Thursday, June 25, 2020

That Old Book Smell (parody post)

Recent discussions of remote, online teaching of classes in Special Collections have brought attention to the thrill associated with getting an up-close close and tactile experience of old books and manuscripts. This is regrettably a lack that we will have to accept and find work-arounds for in this Brave New World of a global pandemic. And it's not just the books that we will miss handling, since our Special Collections has in recent years pushed also in the direction of adding craft related "text technologies" that speak to the various facets of meaning that can be derived from the manufacture and decoration of old media. In-person visits to Special Collections have become a sought after feast for the eyes, for touch, and also (we are frequently told) for the nose.

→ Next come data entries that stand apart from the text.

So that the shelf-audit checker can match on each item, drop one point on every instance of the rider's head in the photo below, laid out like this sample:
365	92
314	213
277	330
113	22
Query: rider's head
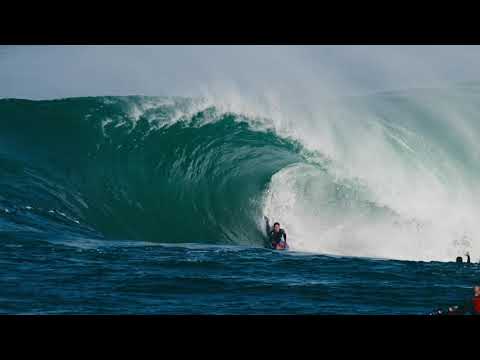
276	227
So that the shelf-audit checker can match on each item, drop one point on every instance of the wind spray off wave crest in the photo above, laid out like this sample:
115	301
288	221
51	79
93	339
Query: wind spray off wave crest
388	176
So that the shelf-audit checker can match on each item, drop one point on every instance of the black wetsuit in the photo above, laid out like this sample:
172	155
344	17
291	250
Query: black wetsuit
275	237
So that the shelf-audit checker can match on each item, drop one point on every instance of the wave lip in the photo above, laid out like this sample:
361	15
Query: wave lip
383	176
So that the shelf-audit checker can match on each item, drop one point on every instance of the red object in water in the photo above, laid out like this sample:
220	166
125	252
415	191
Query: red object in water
476	304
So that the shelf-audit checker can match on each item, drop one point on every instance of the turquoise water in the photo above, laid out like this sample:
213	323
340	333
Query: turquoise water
154	205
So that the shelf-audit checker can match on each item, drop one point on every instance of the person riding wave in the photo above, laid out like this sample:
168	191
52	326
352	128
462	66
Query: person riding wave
277	236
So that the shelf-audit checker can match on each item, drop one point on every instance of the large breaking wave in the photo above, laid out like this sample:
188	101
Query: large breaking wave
390	175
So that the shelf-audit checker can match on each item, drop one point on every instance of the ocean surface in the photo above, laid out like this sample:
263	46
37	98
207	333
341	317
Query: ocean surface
155	205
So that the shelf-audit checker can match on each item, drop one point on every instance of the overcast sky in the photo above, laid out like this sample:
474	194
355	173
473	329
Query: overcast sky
39	72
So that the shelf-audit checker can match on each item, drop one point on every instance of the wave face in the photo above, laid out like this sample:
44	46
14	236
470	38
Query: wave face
390	175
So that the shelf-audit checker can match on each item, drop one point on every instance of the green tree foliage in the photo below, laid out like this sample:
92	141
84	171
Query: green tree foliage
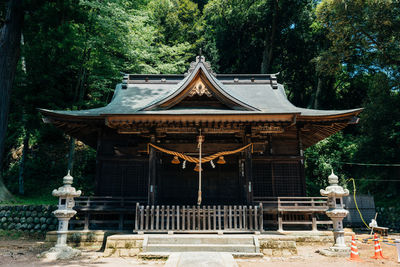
73	54
331	54
366	32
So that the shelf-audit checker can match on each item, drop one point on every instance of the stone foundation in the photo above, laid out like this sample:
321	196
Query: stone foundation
271	244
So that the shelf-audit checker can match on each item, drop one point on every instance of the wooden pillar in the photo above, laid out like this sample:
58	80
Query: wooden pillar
152	173
302	171
249	172
99	162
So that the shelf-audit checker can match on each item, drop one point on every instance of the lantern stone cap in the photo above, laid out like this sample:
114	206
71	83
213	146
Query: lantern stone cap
334	190
67	190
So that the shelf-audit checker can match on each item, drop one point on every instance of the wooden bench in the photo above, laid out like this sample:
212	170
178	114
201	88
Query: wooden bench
383	231
296	210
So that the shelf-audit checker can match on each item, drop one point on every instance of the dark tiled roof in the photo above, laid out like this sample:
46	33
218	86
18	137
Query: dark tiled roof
257	93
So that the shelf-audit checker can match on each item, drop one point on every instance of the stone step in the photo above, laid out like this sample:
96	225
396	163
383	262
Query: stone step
237	240
201	247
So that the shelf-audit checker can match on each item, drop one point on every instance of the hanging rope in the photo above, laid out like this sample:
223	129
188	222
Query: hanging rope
196	160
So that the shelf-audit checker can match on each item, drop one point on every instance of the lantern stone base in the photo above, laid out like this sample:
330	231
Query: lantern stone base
336	252
61	253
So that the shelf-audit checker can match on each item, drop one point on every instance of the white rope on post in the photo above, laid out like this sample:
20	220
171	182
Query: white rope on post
200	140
398	249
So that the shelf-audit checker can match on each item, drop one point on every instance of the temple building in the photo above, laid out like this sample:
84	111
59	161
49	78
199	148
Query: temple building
253	138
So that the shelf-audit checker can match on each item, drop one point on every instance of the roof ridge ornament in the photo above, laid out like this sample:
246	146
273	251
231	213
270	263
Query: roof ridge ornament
200	59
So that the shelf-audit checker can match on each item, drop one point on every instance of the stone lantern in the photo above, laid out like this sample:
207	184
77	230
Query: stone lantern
64	213
336	213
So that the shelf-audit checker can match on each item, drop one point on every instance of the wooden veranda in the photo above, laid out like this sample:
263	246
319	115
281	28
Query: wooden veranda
272	213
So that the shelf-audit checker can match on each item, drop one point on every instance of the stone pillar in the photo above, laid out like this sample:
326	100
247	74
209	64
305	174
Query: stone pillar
64	213
336	213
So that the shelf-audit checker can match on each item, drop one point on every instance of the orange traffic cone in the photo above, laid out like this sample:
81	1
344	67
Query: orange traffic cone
378	250
354	251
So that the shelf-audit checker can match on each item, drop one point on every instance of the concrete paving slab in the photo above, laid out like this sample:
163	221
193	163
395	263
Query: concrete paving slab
201	259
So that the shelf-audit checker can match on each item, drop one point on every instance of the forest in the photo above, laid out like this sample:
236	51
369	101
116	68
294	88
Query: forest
330	54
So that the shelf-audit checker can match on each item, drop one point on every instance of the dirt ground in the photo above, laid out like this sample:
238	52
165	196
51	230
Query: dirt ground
24	252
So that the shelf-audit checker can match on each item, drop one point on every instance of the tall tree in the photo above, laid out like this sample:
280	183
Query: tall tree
10	38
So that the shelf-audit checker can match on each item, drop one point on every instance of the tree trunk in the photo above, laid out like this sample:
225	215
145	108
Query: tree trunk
71	154
10	39
318	93
21	190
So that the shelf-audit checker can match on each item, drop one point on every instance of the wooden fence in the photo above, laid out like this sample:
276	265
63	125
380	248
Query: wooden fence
199	218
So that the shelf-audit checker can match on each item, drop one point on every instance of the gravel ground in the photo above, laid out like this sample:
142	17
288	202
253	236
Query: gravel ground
24	253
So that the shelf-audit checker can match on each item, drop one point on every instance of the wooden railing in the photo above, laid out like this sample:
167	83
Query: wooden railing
296	210
199	218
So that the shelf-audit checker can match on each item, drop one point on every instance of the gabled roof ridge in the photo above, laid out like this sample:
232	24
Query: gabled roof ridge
189	78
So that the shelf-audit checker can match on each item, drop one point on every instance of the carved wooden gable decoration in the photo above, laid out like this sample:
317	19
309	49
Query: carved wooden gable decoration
200	90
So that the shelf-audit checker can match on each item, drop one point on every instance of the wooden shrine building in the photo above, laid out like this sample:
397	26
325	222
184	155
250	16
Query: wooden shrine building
152	124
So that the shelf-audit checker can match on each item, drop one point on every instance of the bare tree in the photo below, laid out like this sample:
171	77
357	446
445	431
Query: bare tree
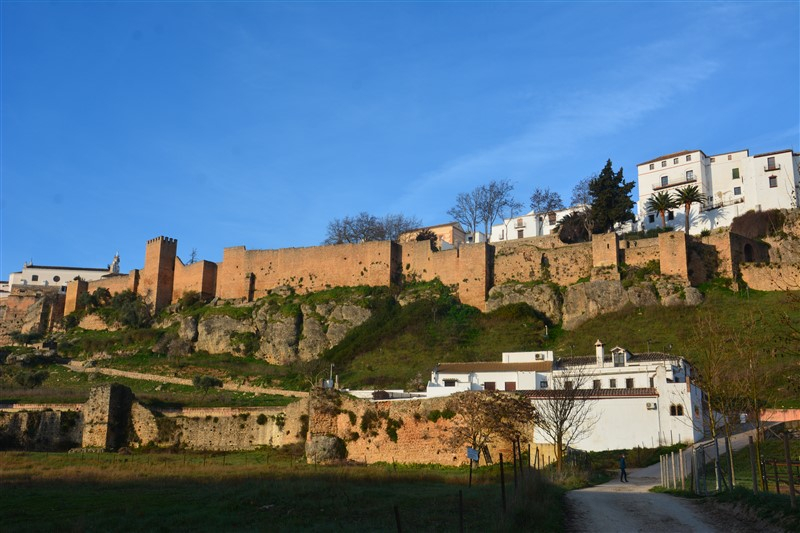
484	204
366	227
482	416
496	198
467	209
546	201
564	413
581	197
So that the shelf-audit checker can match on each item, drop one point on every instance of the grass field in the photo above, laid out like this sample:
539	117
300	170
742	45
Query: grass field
66	386
268	490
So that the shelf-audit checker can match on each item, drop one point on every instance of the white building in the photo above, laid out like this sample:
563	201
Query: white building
530	225
57	276
733	182
643	399
517	371
634	400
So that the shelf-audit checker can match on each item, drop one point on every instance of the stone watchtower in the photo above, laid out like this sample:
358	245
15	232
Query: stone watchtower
159	271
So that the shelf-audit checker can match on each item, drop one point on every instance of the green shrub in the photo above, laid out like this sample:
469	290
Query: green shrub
31	378
392	426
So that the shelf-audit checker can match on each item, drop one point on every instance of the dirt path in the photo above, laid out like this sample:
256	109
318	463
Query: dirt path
77	366
629	507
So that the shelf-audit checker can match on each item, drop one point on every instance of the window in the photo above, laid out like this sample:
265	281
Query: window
771	163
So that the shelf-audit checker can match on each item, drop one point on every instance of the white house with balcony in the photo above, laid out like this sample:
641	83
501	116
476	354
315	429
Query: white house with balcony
59	276
516	371
646	399
733	183
532	224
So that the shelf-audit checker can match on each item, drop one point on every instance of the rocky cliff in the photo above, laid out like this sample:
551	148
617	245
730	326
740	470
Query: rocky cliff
583	301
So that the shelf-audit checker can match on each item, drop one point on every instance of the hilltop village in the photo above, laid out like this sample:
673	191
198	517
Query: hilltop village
566	283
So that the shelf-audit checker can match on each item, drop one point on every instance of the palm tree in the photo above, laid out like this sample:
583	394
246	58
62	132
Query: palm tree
687	196
661	202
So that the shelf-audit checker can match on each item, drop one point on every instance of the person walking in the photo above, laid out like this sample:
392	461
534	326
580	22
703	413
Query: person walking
623	476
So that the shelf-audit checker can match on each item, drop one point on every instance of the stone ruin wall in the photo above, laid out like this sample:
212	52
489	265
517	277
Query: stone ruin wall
419	440
251	274
468	267
225	429
200	277
542	258
771	277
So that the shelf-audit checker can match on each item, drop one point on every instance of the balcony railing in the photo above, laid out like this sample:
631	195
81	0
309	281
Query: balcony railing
684	182
723	203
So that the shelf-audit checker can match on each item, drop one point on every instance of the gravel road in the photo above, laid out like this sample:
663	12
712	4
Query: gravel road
629	507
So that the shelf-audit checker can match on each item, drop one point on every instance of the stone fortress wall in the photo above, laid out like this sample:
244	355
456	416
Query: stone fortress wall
473	269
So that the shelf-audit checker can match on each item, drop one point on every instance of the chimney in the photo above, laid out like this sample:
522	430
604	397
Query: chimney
599	352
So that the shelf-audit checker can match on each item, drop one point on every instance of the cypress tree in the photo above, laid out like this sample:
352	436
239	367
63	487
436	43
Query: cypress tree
611	199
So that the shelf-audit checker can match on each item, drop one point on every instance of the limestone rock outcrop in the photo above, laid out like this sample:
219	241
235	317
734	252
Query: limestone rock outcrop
544	298
214	333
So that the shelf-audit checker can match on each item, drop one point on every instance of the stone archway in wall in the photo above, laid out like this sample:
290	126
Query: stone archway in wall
748	253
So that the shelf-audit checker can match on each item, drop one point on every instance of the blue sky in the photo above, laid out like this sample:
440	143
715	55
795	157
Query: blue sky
254	123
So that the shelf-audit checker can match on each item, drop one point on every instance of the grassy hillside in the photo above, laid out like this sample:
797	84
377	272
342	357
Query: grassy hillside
400	344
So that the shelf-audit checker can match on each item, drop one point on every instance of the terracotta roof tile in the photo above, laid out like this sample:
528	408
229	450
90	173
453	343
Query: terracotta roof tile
465	368
598	393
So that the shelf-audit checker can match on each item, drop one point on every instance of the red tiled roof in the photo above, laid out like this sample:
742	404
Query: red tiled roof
773	153
676	154
466	368
642	392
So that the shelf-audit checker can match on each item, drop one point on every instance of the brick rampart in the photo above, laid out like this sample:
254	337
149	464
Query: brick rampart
158	276
639	252
250	274
200	277
468	267
673	255
541	258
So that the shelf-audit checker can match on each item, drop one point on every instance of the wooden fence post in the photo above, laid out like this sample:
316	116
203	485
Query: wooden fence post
502	483
788	456
753	464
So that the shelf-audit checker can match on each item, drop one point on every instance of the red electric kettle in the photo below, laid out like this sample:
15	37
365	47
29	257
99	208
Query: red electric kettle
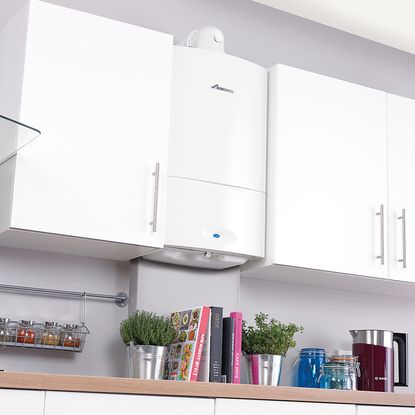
376	357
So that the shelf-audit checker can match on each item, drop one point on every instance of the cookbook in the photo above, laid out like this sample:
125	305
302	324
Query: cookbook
185	354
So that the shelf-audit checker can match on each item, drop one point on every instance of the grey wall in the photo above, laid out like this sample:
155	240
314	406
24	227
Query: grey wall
265	36
268	36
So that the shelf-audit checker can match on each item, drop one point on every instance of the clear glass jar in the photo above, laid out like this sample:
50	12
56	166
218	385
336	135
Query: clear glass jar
352	361
71	336
335	375
26	332
310	362
6	331
50	334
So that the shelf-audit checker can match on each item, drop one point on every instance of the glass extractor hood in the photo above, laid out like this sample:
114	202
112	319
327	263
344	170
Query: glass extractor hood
13	136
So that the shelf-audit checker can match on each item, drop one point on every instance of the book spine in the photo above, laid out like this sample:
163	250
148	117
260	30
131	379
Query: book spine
201	338
228	349
216	335
237	318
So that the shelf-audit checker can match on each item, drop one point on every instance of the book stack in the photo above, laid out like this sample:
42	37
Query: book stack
207	347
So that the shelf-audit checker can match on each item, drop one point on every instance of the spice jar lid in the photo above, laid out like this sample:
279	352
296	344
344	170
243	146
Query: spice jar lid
50	324
26	322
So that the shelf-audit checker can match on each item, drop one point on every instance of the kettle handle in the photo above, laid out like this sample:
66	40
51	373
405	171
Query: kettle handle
401	341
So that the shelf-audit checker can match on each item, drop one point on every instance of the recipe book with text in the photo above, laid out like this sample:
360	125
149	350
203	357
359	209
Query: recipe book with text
185	354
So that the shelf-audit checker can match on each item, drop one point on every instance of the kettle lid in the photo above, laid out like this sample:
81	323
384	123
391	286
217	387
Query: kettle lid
370	336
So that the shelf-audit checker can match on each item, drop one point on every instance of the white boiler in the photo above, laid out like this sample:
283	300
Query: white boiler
215	214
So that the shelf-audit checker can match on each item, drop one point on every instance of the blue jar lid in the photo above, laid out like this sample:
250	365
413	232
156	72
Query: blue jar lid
312	351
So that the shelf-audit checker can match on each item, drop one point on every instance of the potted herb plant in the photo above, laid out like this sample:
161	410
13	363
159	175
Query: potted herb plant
265	346
147	336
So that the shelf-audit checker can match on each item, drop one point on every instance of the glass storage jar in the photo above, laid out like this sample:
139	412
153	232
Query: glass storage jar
26	332
7	333
310	362
50	334
71	336
336	375
352	361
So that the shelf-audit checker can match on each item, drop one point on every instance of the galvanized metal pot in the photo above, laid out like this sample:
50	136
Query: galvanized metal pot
146	362
264	369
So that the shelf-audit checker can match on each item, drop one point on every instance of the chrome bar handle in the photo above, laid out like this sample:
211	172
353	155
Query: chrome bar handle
381	214
156	175
403	219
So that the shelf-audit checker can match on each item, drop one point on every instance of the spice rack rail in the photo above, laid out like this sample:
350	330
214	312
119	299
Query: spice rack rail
49	335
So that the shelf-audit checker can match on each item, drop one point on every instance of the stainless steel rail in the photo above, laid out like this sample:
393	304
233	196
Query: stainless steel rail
121	299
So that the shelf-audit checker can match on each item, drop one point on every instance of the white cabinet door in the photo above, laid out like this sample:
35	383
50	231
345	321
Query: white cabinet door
384	410
327	173
249	407
401	145
64	403
99	91
20	402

In an attempt to engage the sense of smell of remote students, Special Collections is now considering the creation of a distributable class set of scratch-and-sniff patches that will allow students an olfactory experience of accumulated centuries of reading. Fragrances include: oiled leather; pipe tobacco; charcoal brazier; incense; eau de toilette; oil lamp; musty garret, farm livestock, litter box, and basement flood.  
“This is one of those things that has been missing from the digital experience” said Special Collections Librarian Madam Pince. “We want students to be able to engage with our holdings directly and not through a screen. We need to allow students to encounter literature the way it was in past times. For example a recent class on Emily Dickinson was encourages to take notes on small pieces of paper taken from torn envelopes. For too long Special Collections has been held back by a public fear of petting, sniffing, licking, and chewing our holdings. And besides, everyone knows that what’s really driving interest in the History of the Book is nostalgia for that old book smell.”
A recent student essay on the secret scents within a cookbook concluded that the 19th-century owner either had an overwhelming preference for garlic, or poisoned her husband with arsenic. Although a class presentation demonstration did result in several hospitalizations, the project did manage to turn a few heads in the College's administration. “This acquisition takes the collection in an exciting new direction” claimed Professor Snape, a member of Oberlin College’s Potions Department. “We hope that – after spending some time with the various odors in the Rare Book vault, students will be inspired to create their own scents in the Potions Lab, perhaps bringing the impact of fragrance to term papers on the Great Fire of London, the Black Death, or vermiculture. The possibilities are really endless.”